Most recently, VMware, the leading maker of virtualization software, brought SpringSource for $420 million, or about 20 times its annual sales.

“A lot of these guys were getting close to an I.P.O., but they elected to go the acquisition route instead,” said Michael Olson, the chief executive of Cloudera, an open-source start-up. “A lot of open-source firms are one-product companies, and it’s hard to build a long-term, successful business that way.”

The larger technology companies have tended to buy these one-trick ponies for strategic purposes. With its core server business declining, Sun hoped it could piggy-back on MySQL’s momentum with Internet companies. In SpringSource, VMware acquired a company that had cultivated deep interest with software developers and helped VMware diversify beyond its virtualization roots.

“VMware took into consideration that which money can’t buy, which is a critical mass of adoption,” said Peter Fenton, a venture capitalist at Benchmark Capital, who has been involved in some fashion with many of the large open-source deals. “SpringSource’s main product was the equivalent of a best-selling novel.”

Citrix took perhaps the biggest risk of all, paying a huge premium for XenSource in the hopes of disrupting VMware’s position in the virtualization market.

“I don’t think Citrix would ever say it paid too much,” Mr.
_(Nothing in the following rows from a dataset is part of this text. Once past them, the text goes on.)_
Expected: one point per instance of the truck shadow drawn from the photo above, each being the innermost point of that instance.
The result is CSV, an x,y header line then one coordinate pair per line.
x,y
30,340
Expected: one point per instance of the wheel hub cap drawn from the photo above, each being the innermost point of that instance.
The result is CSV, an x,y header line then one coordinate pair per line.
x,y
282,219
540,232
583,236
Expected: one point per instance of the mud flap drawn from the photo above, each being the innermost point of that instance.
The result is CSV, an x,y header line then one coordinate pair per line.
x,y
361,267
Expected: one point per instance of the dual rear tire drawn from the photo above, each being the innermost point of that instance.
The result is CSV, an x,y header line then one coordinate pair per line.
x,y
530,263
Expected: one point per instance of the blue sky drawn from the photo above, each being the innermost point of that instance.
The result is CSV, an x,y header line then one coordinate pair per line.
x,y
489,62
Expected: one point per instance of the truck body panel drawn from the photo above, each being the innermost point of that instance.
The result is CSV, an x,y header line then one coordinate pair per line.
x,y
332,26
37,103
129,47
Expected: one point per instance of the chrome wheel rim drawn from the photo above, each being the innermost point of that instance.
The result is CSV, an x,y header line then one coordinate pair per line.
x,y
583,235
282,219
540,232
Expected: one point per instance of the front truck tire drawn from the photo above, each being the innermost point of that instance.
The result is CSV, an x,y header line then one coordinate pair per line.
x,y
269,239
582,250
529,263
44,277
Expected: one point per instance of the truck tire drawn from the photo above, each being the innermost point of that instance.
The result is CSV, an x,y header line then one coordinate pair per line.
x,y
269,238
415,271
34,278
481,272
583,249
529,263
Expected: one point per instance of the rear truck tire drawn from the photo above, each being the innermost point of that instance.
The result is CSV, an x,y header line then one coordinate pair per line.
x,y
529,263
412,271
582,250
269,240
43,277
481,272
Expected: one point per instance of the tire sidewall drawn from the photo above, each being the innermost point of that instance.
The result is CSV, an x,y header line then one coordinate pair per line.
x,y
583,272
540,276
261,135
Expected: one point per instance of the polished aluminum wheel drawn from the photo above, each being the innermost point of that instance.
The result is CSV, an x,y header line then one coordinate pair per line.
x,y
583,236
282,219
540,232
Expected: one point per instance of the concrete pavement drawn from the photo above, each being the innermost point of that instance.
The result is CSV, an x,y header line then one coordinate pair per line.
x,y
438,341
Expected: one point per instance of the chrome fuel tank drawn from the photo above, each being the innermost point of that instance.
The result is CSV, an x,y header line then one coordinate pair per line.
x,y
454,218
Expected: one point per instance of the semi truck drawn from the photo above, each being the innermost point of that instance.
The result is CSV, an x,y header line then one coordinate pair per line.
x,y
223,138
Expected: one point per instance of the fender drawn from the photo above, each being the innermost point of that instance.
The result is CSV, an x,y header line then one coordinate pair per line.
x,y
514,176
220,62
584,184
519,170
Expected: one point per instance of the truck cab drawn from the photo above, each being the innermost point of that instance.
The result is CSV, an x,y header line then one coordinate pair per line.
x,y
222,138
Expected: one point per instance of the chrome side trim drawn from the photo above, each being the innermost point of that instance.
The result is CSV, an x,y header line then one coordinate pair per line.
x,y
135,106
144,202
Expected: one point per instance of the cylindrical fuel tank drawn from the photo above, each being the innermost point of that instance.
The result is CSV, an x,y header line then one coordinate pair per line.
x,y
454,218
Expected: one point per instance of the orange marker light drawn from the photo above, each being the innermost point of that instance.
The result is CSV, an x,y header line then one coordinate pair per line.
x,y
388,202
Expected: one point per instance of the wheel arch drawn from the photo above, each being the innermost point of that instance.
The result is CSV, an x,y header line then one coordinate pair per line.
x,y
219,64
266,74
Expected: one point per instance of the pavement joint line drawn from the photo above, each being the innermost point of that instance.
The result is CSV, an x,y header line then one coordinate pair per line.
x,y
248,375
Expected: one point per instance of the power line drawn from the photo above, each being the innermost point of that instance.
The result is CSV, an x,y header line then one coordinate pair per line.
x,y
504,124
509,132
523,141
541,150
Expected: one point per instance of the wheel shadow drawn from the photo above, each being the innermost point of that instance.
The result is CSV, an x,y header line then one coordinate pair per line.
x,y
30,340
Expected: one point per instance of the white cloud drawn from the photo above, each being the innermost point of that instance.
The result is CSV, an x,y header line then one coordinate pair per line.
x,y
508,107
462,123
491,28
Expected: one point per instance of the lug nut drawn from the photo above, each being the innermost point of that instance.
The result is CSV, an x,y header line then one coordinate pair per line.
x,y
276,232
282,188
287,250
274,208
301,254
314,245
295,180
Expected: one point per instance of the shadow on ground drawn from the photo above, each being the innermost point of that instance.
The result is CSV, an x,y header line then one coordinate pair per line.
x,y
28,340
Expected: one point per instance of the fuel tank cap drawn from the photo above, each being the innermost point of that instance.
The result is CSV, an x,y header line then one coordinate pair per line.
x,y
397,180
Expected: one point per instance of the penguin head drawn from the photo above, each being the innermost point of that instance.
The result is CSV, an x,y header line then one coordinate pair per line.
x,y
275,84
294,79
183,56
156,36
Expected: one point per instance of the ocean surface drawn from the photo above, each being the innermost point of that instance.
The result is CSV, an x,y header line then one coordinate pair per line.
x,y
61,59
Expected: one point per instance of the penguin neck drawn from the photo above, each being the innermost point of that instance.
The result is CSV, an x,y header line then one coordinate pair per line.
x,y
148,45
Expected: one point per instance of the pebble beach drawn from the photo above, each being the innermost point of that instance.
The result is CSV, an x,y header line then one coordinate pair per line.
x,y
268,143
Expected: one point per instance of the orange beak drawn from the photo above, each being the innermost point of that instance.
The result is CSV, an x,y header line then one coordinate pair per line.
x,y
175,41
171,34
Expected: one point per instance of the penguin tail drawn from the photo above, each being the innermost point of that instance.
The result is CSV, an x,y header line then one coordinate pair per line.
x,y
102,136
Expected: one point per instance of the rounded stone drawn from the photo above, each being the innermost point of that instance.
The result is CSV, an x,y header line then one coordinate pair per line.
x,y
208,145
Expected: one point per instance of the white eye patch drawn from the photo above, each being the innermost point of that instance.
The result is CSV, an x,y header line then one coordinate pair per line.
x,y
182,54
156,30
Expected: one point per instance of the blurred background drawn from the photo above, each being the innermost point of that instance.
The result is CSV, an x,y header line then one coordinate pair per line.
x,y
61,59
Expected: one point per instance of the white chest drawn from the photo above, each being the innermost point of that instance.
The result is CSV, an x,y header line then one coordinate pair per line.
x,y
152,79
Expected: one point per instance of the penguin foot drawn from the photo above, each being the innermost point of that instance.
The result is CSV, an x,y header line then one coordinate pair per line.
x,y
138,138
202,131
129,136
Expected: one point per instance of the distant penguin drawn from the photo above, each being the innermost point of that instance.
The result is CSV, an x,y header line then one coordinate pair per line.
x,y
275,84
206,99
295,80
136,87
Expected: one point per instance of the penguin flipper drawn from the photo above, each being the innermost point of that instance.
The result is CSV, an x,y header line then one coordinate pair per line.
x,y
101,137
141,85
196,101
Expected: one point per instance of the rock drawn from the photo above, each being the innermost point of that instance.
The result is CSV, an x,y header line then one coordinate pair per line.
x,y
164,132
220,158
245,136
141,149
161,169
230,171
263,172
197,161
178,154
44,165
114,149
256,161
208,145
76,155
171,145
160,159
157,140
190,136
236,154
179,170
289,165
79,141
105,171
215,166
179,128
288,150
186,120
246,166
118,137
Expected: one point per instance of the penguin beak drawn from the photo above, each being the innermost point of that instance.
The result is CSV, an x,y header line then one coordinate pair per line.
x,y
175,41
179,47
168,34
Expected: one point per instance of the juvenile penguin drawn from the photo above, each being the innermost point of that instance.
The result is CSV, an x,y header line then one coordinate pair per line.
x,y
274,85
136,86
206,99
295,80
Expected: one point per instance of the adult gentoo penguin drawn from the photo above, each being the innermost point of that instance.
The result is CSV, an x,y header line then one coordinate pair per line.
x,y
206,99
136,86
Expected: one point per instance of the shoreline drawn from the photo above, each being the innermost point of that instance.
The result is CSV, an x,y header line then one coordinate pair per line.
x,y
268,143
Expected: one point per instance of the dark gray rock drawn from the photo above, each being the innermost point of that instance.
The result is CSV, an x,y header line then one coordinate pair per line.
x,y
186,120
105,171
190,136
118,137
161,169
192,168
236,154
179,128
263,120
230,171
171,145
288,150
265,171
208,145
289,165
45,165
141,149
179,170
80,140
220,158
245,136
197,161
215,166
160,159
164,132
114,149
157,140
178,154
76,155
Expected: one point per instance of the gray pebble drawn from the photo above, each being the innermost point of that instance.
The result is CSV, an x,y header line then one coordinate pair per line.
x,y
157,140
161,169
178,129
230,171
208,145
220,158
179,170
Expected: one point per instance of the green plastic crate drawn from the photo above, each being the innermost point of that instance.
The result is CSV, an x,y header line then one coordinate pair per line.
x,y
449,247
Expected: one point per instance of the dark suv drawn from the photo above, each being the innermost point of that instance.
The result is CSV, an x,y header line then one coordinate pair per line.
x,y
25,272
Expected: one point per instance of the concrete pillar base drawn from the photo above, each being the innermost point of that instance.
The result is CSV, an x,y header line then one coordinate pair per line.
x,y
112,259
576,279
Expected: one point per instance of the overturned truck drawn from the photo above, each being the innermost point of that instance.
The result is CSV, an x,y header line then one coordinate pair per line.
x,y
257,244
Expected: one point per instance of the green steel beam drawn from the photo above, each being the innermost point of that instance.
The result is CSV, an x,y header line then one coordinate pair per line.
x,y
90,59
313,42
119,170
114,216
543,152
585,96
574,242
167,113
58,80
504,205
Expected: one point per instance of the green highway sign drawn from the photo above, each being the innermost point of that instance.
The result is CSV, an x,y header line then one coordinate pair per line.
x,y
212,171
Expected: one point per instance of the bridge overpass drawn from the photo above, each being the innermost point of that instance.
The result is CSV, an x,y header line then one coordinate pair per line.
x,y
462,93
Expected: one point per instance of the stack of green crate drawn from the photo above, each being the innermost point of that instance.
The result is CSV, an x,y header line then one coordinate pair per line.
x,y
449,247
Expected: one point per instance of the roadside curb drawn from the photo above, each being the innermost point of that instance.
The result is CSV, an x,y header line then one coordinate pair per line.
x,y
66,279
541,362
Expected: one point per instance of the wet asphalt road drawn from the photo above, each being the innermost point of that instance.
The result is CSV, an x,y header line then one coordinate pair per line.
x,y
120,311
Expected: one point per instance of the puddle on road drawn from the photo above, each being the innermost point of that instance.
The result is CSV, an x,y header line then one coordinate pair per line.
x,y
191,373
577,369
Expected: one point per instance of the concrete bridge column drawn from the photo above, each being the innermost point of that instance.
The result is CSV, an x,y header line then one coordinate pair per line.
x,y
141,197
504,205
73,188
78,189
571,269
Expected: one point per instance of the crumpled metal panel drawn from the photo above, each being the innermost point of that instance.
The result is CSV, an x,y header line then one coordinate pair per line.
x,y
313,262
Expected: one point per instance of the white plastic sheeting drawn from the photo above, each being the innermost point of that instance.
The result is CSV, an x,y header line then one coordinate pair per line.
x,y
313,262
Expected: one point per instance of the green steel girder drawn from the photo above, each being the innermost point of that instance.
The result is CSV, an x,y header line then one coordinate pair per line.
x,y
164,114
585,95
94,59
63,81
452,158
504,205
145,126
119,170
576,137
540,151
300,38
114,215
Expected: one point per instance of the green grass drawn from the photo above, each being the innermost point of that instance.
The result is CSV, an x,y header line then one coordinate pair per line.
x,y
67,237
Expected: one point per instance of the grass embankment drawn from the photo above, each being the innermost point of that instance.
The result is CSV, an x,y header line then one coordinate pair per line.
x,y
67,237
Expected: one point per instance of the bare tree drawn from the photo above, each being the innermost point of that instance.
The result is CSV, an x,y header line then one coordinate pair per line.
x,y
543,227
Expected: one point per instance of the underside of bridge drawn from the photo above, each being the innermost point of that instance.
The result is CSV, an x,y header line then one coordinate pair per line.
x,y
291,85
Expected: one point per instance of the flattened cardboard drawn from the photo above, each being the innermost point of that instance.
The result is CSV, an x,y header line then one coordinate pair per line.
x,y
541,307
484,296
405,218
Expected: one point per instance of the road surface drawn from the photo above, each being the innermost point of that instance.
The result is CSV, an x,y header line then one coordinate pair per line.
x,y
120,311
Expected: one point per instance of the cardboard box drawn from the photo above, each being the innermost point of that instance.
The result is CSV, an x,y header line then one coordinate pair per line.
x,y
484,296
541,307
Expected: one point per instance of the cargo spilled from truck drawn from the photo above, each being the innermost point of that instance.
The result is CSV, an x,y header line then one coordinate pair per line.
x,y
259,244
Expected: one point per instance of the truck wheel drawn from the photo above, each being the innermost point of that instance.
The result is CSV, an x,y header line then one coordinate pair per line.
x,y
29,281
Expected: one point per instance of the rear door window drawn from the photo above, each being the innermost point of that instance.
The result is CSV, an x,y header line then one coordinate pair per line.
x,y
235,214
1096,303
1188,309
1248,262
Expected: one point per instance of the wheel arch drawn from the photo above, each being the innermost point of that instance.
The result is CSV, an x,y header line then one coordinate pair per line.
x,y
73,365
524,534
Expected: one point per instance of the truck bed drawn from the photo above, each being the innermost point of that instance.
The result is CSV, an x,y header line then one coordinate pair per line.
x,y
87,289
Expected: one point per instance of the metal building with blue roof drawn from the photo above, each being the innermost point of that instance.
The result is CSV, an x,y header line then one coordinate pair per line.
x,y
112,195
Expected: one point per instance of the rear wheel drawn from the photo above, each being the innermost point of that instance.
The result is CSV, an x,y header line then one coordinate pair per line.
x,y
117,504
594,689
Crosby said. “Citrix leaped to the forefront of a whole software category. The ability to talk credibly about virtualization is worth a huge amount in its own right.”

Meanwhile, the ideal of an independent open-source giant has faded.

Mr. Fenton said that many open-source advocates had once hoped Red Hat would scoop up the top open-source start-ups, keeping these crown jewels out of the hands of proprietary software makers. But the company failed to go after other open-source companies initially and later could not afford to pay the high prices offered by larger companies.

“You could make the case there was a window of opportunity to do that three to five years ago,” Mr. Fenton said. “That opportunity has gone away. And it’s hard to put Humpty Dumpty back together again now.”